Yeah, there are. We have a program in France that's enrolled some patients as part of an ATU program, and we anticipate those patients will roll over to commercial drug now that it's approved. Phil Nadeau – Cowen and Co.: Okay. Would you care to tell us how many patients that is?

No. We haven't disclosed how many patients that is. It's a small number. Phil Nadeau – Cowen and Co.: Okay. Thanks for taking my questions.

Thank you. Our next question is from Brian Skorney of Breen Murray. Your line is open. Brian Skorney – Brean Murray: Hey. Good afternoon, guys. Thanks for taking the question, and congrats on the data from the Alios nuke. I guess just to kind of dig in a little bit more on the molecule with the understanding you're not ready to talk about the structure, but just in terms of maybe a little bit of a comparison to the resistance of this drug compared to the other nukes which I think are -- all have the two [meta] nucleoside backbone. I'm just wondering what -- is it a totally different structure than that? And in preclinical studies, have you been able to select for resistance? And what sort of mutations would confer resistance to this drug? Thanks.

This is Bob. I really can't talk at all about the structures. I will just say that these compounds have a very high barrier to resistance and therefore, are excellent combinations for other drugs, much like the other nukes that have been described. Brian Skorney – Brean Murray: Thanks.

There will be a bit more detail coming out at a medical conference later on, on some of these issues. Brian Skorney – Brean Murray: Okay. I'll wait for them.

Okay. Michael Yee – RBC Capital Markets: Operator, this is Michael. We're now about 10 minutes past our planned stop time for the call, so in the interest of everybody's time we will take just two more questions. Thanks.

Thank you. Our next question is from Ravi Mehrotra of Credit Suisse. Your line is open.

Hi. Congrats on the data. This is actually [Kuhn] calling on behalf of Ravi. I just had a quick question regarding your -- one of the trials for the Alios nukes which is the -- with ribavirin. I just wanted to know if there was anything in the data that you'd seen that would suggest that your nuke with ribavirin might give you better results than what we've seen so far. Thanks.

This is Bob. That's obviously why we're going to do the study, is to find out. Clearly, the properties that we've seen so far, very high level of antiviral activity would make it potentially a good companion with ribavirin. As I said, both efficacy wise and safety wise we think it's a good trial to do.

Okay. Thanks.

The other things that's impressive what we said in the call is it had a very steep decline from a viral kinetic point of view, is 3.85 log drop in three days, which is a good indicator that you might have a good chance for a combination and good trial outcome at the end of the day.

Thank you.
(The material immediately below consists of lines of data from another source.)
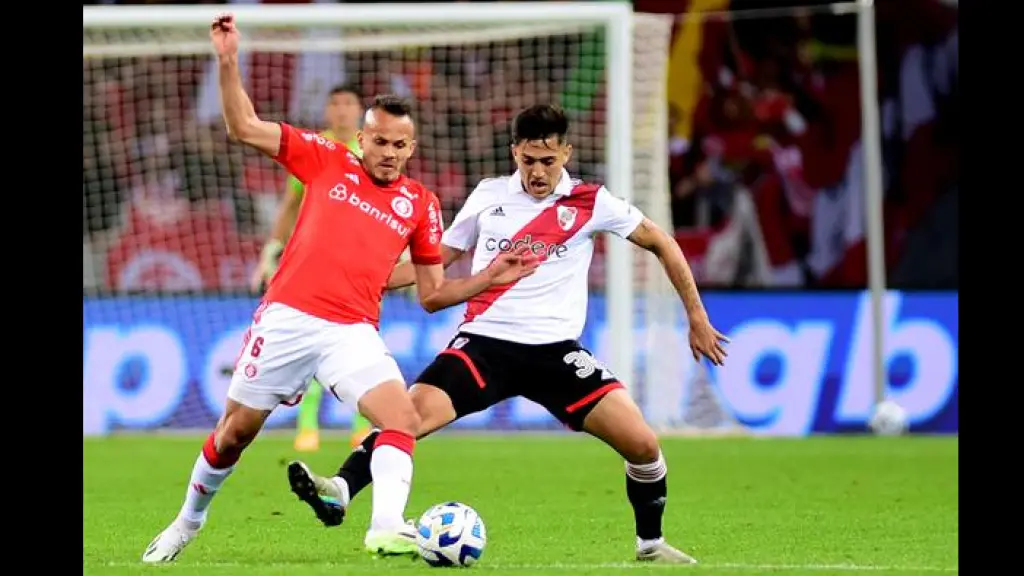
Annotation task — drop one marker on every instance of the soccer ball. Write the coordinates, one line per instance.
(889, 419)
(451, 534)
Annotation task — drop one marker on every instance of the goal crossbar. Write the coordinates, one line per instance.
(356, 14)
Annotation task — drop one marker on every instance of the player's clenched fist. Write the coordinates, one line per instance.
(224, 35)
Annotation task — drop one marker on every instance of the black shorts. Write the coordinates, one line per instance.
(477, 372)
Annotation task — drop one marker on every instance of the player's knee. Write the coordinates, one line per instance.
(235, 432)
(643, 448)
(433, 407)
(230, 438)
(408, 420)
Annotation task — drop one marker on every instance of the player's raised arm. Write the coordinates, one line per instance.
(240, 116)
(705, 339)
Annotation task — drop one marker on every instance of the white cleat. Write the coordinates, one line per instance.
(399, 541)
(662, 552)
(169, 543)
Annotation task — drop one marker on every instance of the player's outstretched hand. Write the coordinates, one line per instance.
(707, 341)
(224, 35)
(510, 266)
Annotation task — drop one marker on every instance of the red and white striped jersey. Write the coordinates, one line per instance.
(500, 216)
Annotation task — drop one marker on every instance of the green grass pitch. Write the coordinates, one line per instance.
(553, 505)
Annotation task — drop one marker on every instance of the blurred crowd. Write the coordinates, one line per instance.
(775, 125)
(764, 145)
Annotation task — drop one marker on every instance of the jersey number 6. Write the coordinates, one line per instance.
(257, 346)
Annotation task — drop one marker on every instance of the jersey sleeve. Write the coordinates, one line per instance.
(425, 246)
(302, 153)
(463, 233)
(295, 186)
(614, 214)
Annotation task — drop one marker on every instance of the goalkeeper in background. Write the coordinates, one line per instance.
(342, 115)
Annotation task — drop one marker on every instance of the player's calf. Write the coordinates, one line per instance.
(435, 410)
(616, 420)
(388, 406)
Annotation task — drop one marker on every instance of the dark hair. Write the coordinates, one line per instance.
(540, 122)
(393, 105)
(346, 89)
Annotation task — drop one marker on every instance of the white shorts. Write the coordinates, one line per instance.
(285, 348)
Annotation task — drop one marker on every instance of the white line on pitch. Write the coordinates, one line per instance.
(572, 567)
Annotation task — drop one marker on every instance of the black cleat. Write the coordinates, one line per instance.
(329, 511)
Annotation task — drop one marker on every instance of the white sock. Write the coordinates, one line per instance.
(203, 486)
(644, 544)
(391, 469)
(342, 487)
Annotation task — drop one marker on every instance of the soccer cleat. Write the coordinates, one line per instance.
(662, 552)
(307, 441)
(169, 543)
(400, 541)
(318, 493)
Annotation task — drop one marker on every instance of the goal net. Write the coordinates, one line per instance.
(174, 215)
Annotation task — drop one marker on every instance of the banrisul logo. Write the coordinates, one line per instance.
(339, 193)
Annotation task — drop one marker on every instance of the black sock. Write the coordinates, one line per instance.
(355, 469)
(646, 489)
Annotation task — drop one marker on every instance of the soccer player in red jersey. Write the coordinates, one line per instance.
(521, 338)
(320, 315)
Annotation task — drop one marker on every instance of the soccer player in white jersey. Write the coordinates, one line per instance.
(521, 338)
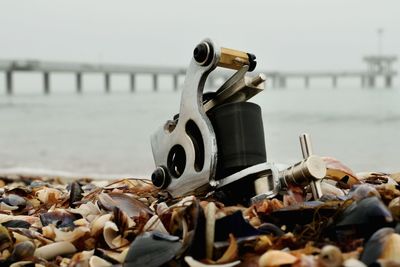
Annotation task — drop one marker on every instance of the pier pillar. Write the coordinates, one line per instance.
(388, 81)
(282, 82)
(79, 82)
(132, 79)
(371, 81)
(175, 82)
(9, 82)
(107, 82)
(363, 78)
(46, 82)
(155, 83)
(306, 82)
(334, 81)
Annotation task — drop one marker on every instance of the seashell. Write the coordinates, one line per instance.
(329, 189)
(210, 212)
(14, 200)
(376, 245)
(152, 249)
(17, 224)
(5, 206)
(75, 194)
(337, 171)
(128, 204)
(276, 258)
(122, 220)
(98, 262)
(112, 237)
(231, 252)
(394, 207)
(69, 236)
(113, 255)
(193, 263)
(98, 224)
(391, 248)
(330, 256)
(59, 218)
(30, 219)
(364, 217)
(234, 224)
(50, 251)
(81, 258)
(23, 251)
(48, 195)
(270, 229)
(21, 264)
(363, 191)
(5, 238)
(376, 178)
(155, 224)
(353, 263)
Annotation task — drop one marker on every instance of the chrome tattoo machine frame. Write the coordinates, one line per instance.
(216, 142)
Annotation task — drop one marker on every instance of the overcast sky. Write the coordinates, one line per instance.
(283, 34)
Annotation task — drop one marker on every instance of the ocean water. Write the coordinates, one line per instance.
(109, 134)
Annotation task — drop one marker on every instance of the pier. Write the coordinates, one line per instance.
(376, 67)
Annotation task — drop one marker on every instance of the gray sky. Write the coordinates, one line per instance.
(283, 34)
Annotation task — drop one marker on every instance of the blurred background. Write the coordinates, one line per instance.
(312, 51)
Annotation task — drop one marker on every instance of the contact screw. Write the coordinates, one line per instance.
(308, 171)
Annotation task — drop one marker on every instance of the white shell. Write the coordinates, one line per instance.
(276, 258)
(193, 263)
(155, 224)
(112, 236)
(353, 263)
(211, 209)
(69, 236)
(20, 263)
(98, 262)
(43, 194)
(98, 223)
(52, 250)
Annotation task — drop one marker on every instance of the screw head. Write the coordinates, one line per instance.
(160, 177)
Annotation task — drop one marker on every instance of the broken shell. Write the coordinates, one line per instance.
(48, 195)
(353, 263)
(394, 207)
(22, 263)
(76, 194)
(112, 237)
(276, 258)
(330, 256)
(14, 200)
(155, 224)
(337, 171)
(23, 250)
(59, 218)
(98, 262)
(98, 224)
(122, 220)
(210, 211)
(363, 191)
(50, 251)
(5, 238)
(391, 249)
(329, 189)
(128, 204)
(69, 236)
(16, 224)
(364, 217)
(375, 246)
(193, 263)
(152, 249)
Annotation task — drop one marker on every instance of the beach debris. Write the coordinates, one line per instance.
(126, 222)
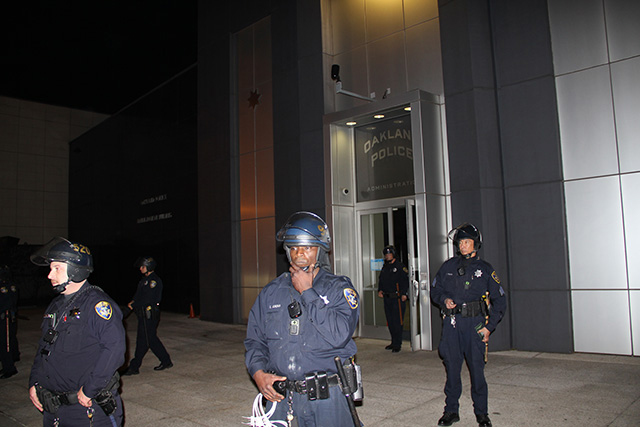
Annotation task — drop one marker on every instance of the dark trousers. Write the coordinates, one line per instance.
(331, 412)
(147, 338)
(76, 416)
(456, 345)
(6, 350)
(394, 313)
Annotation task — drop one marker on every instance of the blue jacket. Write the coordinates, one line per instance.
(478, 278)
(330, 312)
(90, 345)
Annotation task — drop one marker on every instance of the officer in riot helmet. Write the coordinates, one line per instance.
(299, 323)
(472, 302)
(393, 286)
(146, 305)
(8, 319)
(74, 379)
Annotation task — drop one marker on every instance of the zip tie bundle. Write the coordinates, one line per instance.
(258, 417)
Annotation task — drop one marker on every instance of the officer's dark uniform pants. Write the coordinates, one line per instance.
(394, 315)
(6, 354)
(147, 338)
(76, 416)
(456, 345)
(331, 412)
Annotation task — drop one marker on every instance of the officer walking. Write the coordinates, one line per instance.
(298, 324)
(393, 286)
(472, 302)
(8, 320)
(146, 305)
(74, 380)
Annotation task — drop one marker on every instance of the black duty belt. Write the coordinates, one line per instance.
(391, 295)
(467, 309)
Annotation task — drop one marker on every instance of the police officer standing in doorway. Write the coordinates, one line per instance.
(146, 305)
(472, 302)
(299, 323)
(8, 320)
(74, 380)
(393, 286)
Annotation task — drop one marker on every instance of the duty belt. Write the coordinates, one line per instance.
(467, 309)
Our next question, final question, is from Alan Carr of Needham & Company. Your line is open. Alan Carr – Needham & Co.: Hi, thanks for taking my question. Any sense of off-label use, other genotypes, patients using Kalydeco? Thanks.

Yeah, this is Jeff. As you know, Alan, we only promote Kalydeco for labeled indication, which is G551D greater than six, and we don't track or keep track of any off-label use. So I really don't have any data on off-label use. Alan Carr – Needham & Co.: Thanks.
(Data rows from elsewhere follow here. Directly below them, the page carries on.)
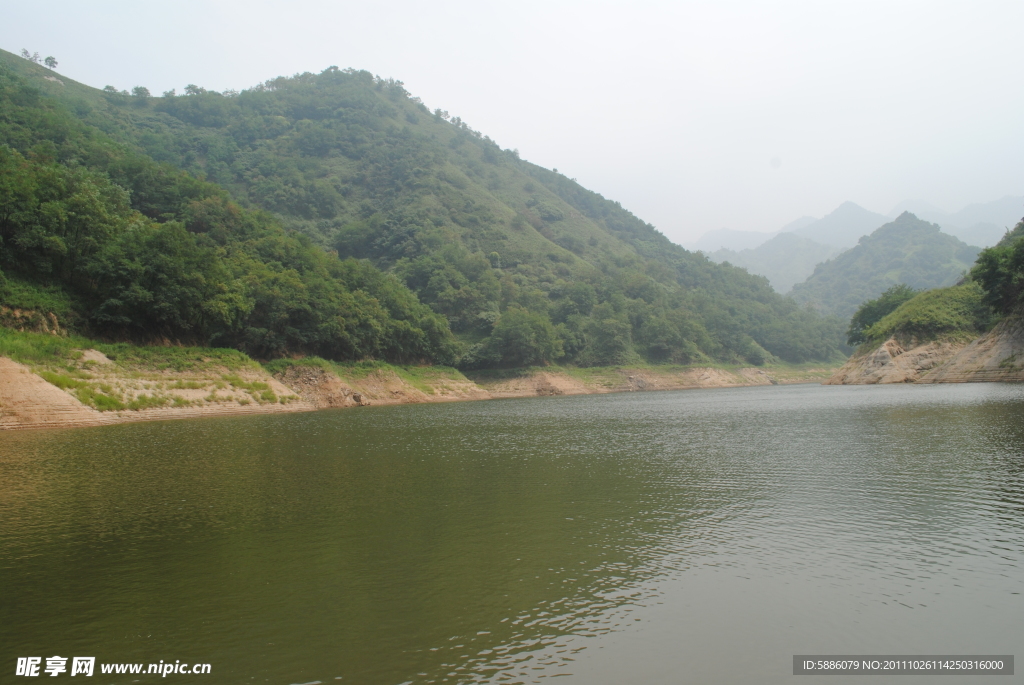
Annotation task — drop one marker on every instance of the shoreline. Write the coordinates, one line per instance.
(29, 401)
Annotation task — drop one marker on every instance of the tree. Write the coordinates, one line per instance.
(999, 270)
(872, 311)
(522, 338)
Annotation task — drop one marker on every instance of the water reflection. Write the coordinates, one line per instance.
(515, 541)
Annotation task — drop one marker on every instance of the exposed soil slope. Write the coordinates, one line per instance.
(997, 355)
(27, 400)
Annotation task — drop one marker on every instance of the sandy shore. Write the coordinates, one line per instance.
(27, 400)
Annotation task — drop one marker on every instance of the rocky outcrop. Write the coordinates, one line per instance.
(894, 362)
(997, 355)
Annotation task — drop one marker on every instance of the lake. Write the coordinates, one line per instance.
(701, 537)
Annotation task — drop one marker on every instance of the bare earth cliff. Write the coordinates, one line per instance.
(997, 355)
(38, 398)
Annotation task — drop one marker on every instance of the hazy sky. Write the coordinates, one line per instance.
(694, 116)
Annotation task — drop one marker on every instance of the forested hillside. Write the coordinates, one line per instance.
(904, 251)
(524, 265)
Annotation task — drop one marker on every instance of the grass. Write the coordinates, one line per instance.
(957, 312)
(20, 294)
(176, 358)
(421, 378)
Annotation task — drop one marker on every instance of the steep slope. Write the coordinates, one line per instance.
(981, 223)
(919, 337)
(784, 260)
(843, 227)
(906, 250)
(526, 265)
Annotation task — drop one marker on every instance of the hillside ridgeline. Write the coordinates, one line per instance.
(334, 214)
(947, 335)
(904, 251)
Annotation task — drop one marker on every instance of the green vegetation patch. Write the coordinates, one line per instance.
(175, 358)
(957, 312)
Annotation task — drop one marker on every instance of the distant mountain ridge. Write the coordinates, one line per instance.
(784, 260)
(522, 264)
(980, 223)
(905, 250)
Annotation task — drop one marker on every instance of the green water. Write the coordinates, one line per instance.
(675, 537)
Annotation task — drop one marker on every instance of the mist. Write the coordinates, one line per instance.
(693, 116)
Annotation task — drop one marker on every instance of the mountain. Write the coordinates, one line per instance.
(784, 260)
(907, 250)
(980, 223)
(524, 265)
(843, 227)
(727, 239)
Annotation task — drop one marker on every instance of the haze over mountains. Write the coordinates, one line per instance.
(336, 204)
(906, 250)
(785, 261)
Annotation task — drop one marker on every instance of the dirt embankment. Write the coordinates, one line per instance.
(95, 390)
(995, 356)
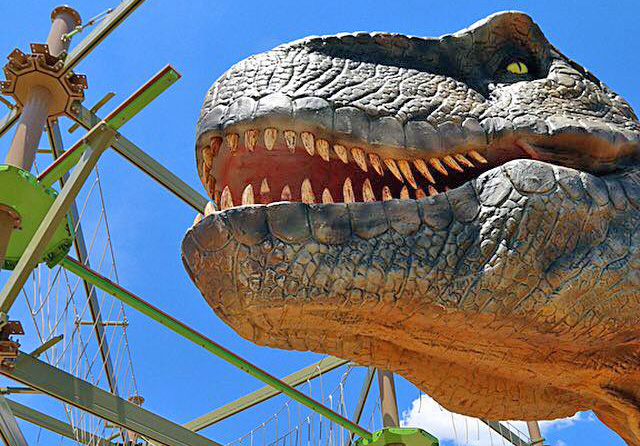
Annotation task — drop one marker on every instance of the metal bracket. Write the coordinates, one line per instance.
(8, 347)
(407, 436)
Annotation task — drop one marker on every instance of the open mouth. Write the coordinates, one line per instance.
(261, 165)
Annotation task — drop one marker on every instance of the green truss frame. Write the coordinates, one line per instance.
(43, 377)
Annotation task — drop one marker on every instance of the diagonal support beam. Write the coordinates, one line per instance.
(97, 140)
(362, 399)
(100, 32)
(303, 375)
(9, 429)
(83, 395)
(55, 141)
(183, 329)
(505, 432)
(118, 117)
(54, 425)
(144, 162)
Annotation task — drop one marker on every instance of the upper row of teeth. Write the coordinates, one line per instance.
(400, 168)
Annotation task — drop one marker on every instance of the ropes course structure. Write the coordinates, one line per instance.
(58, 246)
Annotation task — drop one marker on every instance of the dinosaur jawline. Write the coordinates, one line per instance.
(268, 166)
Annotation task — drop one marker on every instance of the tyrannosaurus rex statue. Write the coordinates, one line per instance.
(462, 210)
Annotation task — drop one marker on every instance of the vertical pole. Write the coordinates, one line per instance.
(63, 20)
(25, 142)
(36, 109)
(388, 403)
(6, 226)
(24, 145)
(535, 437)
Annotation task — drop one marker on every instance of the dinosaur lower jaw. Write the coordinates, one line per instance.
(270, 164)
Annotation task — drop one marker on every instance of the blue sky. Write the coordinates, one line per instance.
(202, 39)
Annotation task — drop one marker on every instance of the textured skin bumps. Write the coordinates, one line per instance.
(481, 310)
(513, 296)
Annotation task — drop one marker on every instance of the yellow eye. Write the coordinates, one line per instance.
(517, 68)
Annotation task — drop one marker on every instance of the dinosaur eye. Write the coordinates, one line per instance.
(517, 68)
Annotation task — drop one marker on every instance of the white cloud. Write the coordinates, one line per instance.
(459, 430)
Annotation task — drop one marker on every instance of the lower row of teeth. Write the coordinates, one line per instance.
(308, 195)
(400, 168)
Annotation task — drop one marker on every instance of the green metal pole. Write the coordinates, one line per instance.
(215, 348)
(97, 140)
(9, 429)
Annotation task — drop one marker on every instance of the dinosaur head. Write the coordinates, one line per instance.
(461, 210)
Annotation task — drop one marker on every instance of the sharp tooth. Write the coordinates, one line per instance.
(347, 191)
(405, 168)
(423, 169)
(307, 142)
(376, 164)
(386, 194)
(215, 146)
(460, 157)
(211, 186)
(322, 146)
(435, 162)
(341, 151)
(306, 191)
(247, 195)
(285, 195)
(250, 139)
(475, 155)
(264, 186)
(290, 139)
(270, 136)
(226, 201)
(449, 161)
(326, 196)
(232, 141)
(209, 208)
(205, 170)
(207, 156)
(367, 191)
(358, 157)
(264, 192)
(393, 167)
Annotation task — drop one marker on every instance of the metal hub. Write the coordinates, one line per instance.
(40, 68)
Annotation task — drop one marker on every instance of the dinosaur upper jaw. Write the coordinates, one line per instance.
(267, 161)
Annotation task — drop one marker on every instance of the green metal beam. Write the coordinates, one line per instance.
(301, 376)
(151, 89)
(505, 432)
(9, 119)
(98, 139)
(143, 161)
(54, 425)
(174, 324)
(9, 429)
(123, 113)
(83, 395)
(47, 345)
(55, 142)
(362, 399)
(98, 34)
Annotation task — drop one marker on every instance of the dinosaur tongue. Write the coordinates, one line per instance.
(286, 166)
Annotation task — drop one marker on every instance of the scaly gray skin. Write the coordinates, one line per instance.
(513, 296)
So, thanks very much, everybody, for joining us tonight. I think everybody got to ask at least one question. If you didn't get your follow-up or you have additional questions, we're in the office, happy to talk further tonight. Thanks very much for tuning in.

Ladies and gentlemen, thank you for your participation in today's conference. This concludes the program. You may now disconnect. Have a wonderful day.